Hay un fuego: el cielo herido de Memphis
– Mauricio Ruiz –
El fuego muere poco a poco en el cielo, se extingue a la distancia, es un naranja intenso que se ahoga en la penumbra más allá del río, más allá del bosque del silencio.
A Rocío García Colín
El fuego muere poco a poco en el cielo, se extingue a la distancia, es un naranja intenso que se ahoga en la penumbra más allá del río, más allá del bosque del silencio. Todavía hay azul en lo alto del cielo, es un bloque de cobalto profundo, frío, y que parece ir aplastando los pulmones de otro día más que se apaga. Los árboles de este lado del río están quietos, envueltos de un gabán negro, guardianes de un misterio que sólo revelan a aquellos que preguntan con el ojo. Los ruidos del crepúsculo despiertan, emergen de la tierra con sus alas invisibles y escapan de esa red delgada que sale disparada en un instante, un clic de mi cámara. El río fluye. Lo oigo con sus voces susurradas, su canto profundo y místico, enfermo de nitrógeno, Mississippi River, avanzas como un tren líquido y sedoso hacia tu muerte en el Golfo.
Lo que no guardó la cámara esa tarde fue mi rostro, mi cuerpo. De pie a orillas del río observo las últimas llamaradas de luz en el cielo y transpiro, me lleno de aire los pulmones. Mi camiseta es un tejido de sudor. Mi última noche en Memphis, septiembre de 2018, y he decidido salir a correr media hora antes de regresar a casa y empacar. Soy un huésped en Mud Island, desde donde se puede ver el estado de Arkansas en la distancia. Parpadeo dos, tres veces más, y entonces la oscuridad es plena. El sol se ha hundido. Mis brazos están cubiertos de una capa fina de sudor, mezcla de sal y algunos desechos de lo que he consumido este fin de semana. Tal vez haya rastros de papas fritas o salsa barbecue, del helado que comí con mis amigos tumbados en la grama con niños corriendo y tropezando a nuestro alrededor. Regreso despacio a la casa, una casa que ahora está vacía. Me la han dejado entera y sin condiciones. Así es la generosidad de mi amiga r y su esposo que se han ido de vuelta a Chicago, donde viven desde hace unos años. Después de muchas invitaciones he podido visitar a r en Memphis. “Lo veo y no lo creo, estás aquí –me dijo al verme–. ¿Desde cuándo habías prometido venir?” En mayo de 2010, de visita a un amigo en Carolina del Norte, habíamos planeado un viaje pero el clima se interpuso. Días de tormenta deslavaron las carreteras y no pudimos conducir. “Qué alegría que estés aquí –me dijo r–. Espero que Memphis te guste tanto como a mí.”

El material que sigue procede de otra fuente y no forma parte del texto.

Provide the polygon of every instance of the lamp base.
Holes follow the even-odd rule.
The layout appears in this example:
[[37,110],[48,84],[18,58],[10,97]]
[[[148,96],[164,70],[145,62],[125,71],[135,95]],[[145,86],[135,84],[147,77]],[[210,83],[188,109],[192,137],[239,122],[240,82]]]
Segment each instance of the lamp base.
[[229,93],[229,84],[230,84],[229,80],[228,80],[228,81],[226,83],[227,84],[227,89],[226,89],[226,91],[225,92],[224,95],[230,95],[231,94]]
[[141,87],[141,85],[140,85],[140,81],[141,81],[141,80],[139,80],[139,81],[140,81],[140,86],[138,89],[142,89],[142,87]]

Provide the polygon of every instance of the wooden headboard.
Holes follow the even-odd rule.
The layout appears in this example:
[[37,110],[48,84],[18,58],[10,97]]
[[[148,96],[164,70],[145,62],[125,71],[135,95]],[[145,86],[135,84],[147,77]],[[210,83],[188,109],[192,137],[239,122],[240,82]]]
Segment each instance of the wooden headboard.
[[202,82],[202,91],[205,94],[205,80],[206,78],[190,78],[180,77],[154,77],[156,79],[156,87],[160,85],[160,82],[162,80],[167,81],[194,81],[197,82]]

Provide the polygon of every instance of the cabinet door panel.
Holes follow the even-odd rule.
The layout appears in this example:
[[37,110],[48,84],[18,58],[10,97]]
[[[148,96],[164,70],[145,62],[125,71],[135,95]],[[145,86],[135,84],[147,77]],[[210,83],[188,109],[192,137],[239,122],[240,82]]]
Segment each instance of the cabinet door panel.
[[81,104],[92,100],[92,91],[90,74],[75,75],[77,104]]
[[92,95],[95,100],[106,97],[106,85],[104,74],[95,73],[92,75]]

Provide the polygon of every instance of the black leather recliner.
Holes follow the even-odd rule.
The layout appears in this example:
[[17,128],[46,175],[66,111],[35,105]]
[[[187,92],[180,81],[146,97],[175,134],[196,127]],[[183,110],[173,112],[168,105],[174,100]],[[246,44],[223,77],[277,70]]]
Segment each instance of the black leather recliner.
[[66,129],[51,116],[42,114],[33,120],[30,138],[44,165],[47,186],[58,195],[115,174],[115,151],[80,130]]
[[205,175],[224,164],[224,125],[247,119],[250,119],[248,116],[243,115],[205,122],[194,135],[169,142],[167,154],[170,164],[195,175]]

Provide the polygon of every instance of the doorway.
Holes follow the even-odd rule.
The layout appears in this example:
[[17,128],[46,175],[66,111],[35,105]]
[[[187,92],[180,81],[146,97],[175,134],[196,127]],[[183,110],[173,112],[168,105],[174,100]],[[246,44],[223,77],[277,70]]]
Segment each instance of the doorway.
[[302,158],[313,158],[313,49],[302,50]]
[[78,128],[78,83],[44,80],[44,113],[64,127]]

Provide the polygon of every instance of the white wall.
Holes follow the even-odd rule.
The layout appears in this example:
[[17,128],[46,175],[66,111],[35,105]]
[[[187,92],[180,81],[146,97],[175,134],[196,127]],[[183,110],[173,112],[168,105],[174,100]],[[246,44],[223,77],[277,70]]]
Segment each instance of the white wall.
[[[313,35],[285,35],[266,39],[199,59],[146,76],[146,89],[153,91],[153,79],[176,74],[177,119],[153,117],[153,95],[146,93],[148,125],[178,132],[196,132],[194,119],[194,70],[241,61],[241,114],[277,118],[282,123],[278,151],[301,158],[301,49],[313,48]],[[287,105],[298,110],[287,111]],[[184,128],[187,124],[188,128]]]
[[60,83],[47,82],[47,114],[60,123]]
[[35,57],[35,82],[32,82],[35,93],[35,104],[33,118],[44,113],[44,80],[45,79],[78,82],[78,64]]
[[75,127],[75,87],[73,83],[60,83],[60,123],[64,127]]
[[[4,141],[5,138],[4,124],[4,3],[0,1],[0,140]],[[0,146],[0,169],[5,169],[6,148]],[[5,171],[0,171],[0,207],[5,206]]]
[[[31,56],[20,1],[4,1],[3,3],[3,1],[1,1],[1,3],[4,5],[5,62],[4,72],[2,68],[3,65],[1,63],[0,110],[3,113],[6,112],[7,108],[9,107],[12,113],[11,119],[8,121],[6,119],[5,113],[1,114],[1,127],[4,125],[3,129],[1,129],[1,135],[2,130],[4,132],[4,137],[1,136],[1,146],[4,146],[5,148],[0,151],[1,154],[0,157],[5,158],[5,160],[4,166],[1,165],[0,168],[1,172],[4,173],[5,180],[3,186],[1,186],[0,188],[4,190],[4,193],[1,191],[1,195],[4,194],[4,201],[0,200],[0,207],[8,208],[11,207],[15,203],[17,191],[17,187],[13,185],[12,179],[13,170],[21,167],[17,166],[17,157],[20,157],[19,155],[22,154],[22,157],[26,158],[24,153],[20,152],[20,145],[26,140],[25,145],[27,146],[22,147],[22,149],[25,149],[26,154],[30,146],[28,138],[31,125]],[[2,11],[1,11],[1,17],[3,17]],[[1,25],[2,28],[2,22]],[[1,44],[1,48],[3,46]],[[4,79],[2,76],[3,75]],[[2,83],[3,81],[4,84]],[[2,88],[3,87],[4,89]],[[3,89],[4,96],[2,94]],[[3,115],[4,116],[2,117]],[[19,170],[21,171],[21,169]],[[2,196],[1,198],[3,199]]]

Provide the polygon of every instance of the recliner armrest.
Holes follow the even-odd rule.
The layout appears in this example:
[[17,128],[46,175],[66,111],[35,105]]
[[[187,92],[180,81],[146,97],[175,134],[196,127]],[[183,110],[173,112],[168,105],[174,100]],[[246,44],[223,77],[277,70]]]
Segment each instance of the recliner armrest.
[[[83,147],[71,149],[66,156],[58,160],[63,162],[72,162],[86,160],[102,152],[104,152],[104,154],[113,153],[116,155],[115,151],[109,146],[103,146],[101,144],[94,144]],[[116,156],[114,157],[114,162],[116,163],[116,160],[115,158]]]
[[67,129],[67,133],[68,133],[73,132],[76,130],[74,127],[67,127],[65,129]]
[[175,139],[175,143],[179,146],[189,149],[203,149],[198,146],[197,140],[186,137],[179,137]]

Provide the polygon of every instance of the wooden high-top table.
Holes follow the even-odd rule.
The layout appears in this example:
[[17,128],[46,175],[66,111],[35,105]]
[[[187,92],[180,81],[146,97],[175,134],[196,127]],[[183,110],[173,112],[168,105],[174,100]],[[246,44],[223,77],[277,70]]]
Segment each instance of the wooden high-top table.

Memphis, la ciudad de R. Ese fin de semana gritamos los batazos de cuadrangular en un juego de beisbol, rodamos en bicicleta a lo largo del río, comimos duraznos de su jardín. Gracias a r conocí las zapatillas doradas de Tina Turner.
Dos años después, y escribiendo estas palabras, me pregunto si existe alguna cámara que guarde todo lo que no está en esa imagen de verano tardío a orillas del río. Los antiguos Anishinaabe te llamaban Misi siibi. El gran río. Mi amiga r se ha ido de este mundo y yo observo esa foto, trato de abrirla para que me hable, me diga todo lo que ha ocurrido con nuestras vidas, la mía y la de r, desde ese fin de semana. Miro la foto y siento otra vez la humedad tibia de esa tarde. Mi papá y el suyo son amigos desde los dieciséis años; nos hemos visto crecer, romper piñatas, salir y volver a México, arrojar granos de arroz a la salida de la iglesia. ¿Cómo explicar esa foto? Está llena de murmullos y voces, risas que se sumergen en el río, nadan en sentido contrario y alcanzan los orígenes en la montaña, no hay esfuerzo. En esa imagen de cielo herido, Memphis crepuscular, se muestra un instante eterno de ese río, de esos árboles testigos. Y en el horizonte hay un fuego tranquilo que me acaricia las retinas.